Sunday, December 20, 2009

The Down-Side of Cloud Computing

Over the last 50 years, with exponentially increasing power and rapidly declining costs, information technology has proved to be an irresistible and inevitable force. Cloud computing represents the continuing rapid advance of information technology.

Cloud computing is a process of outsourcing and applying information technology. It gives organizations huge cost savings, it frees up cash that’s otherwise tied up in hardware, and it allows organizations to focus on their core competencies rather than trying to manage systems and specialists that they are ill-equipped to manage.

I am not going to get into the weeds here, but I do want you to know that there are a number of new, complex technologies operating in the Cloud. The independence of the different technologies contributes a measure of chaos to the Cloud that makes it almost impossible for non-techies to grasp.

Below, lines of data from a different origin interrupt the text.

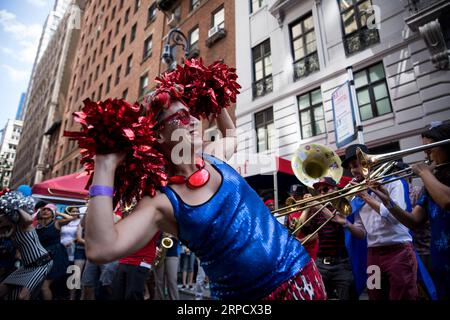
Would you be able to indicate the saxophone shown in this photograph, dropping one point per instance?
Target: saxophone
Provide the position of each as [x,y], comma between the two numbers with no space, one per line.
[166,243]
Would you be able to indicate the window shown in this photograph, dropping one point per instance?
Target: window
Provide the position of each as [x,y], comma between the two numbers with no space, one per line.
[122,43]
[218,19]
[312,118]
[193,37]
[151,14]
[108,84]
[118,71]
[143,83]
[194,5]
[113,55]
[262,69]
[147,47]
[133,33]
[255,5]
[304,48]
[137,4]
[100,89]
[117,27]
[265,130]
[127,16]
[372,92]
[354,16]
[129,65]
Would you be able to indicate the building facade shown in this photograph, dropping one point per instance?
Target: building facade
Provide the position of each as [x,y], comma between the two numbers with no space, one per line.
[20,108]
[8,146]
[46,101]
[294,54]
[120,49]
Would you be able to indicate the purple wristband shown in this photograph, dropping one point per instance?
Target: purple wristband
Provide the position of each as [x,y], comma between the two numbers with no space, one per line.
[98,190]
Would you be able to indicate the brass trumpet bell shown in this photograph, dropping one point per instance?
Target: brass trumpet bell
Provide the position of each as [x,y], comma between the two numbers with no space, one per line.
[314,161]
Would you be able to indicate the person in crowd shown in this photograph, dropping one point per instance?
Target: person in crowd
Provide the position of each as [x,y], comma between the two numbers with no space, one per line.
[99,275]
[270,204]
[206,204]
[7,256]
[16,224]
[300,192]
[166,273]
[433,205]
[389,242]
[200,282]
[80,252]
[187,268]
[133,272]
[332,257]
[69,232]
[49,232]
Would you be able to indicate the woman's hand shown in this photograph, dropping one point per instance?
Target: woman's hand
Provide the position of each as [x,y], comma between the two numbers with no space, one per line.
[421,168]
[110,161]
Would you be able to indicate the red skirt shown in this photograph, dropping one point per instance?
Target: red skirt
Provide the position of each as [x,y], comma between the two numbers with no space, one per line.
[305,285]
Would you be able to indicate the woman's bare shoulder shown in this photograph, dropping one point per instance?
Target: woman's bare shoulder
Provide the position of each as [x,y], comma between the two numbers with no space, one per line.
[158,203]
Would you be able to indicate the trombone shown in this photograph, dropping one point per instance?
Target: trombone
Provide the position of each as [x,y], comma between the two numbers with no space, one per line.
[368,161]
[340,198]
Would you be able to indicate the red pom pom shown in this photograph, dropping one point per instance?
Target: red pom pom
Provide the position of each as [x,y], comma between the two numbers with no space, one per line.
[116,126]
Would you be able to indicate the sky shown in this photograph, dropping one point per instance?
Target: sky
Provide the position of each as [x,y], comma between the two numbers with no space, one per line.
[21,24]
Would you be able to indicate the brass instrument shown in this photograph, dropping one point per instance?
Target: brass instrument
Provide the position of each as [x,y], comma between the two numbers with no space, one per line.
[69,208]
[166,243]
[368,161]
[340,199]
[314,161]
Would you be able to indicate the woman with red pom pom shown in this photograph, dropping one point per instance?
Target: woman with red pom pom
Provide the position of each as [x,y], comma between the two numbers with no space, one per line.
[245,251]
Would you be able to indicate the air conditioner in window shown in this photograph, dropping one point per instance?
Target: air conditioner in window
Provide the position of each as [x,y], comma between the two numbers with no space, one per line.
[213,31]
[173,20]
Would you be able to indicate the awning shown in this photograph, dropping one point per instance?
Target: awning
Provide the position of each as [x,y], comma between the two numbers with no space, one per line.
[70,186]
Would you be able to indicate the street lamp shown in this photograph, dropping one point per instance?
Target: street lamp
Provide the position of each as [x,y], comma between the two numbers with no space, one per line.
[5,167]
[175,38]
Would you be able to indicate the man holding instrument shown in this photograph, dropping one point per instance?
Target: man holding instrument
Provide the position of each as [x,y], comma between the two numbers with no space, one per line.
[389,242]
[332,257]
[433,205]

I want to share with you several of my experiences dealing with problems and the technologies used in the Cloud.

Troubleshooting a Virtual Machine. Virtual machines operate like real machines -- except when the virtual machine crashes.

Here’s what I mean. One of the first steps in resolving a system problem in Windows is to look in the event logs and see what errors there are. If you are lucky, that will give you a clue as to where the problem lies and how to fix it.

But on a virtual machine, the logs can be misleading. For example, I was troubleshooting a problem on a virtual machine and I saw in the event logs of the virtual machine where there was a hardware disk error. Well, if that was a real error, I’d expect to see a similar error in the event log of the host or real machine. But the event log of the host machine was clean, meaning that the physical drive was OK. So, what does it mean to have a hardware error in a virtual hard disk? That is a head-scratcher. What do you do? Reboot the virtual machine and hope the problem goes away.

Recovering Data from a Virtual Disk. In a different situation, a sys admin was performing routine maintenance on a host machine, patching and updating the host operating system.

Unfortunately, one of the files associated with a virtual machine was inadvertently erased. I was called in to restore a backup of the virtual machine on a backup host machine. This is fairly easy to do and is one of the selling points of virtual machines. I had the backup of the virtual machine up and running quickly.

The wrinkle here is that there was a period of time between the backup and when the data was erased. There was data on the virtual machine's disk that was lost that we wanted to get back.

Data recovery tools deal with the physical media, looking for electro-magnetic shadows or ghosts of deleted files. Data recovery tools are ill-suited to finding lost data on virtual machine disks.

In this case there was a one-to-one map between the physical machine and the virtual machine. So we had physical media to look at. That's why I restored the backup to a different host. This was a best-case scenario for recovering data from a virtual disk.

But virtual machines are a handful of files on a physical device. Hundreds of thousands of virtual machine files are packed into those few physical files. To recover the lost data, we had to be able to completely recover the LARGE missing physical file and instantiate the virtual machine as it was at the time the virtual machine was erased.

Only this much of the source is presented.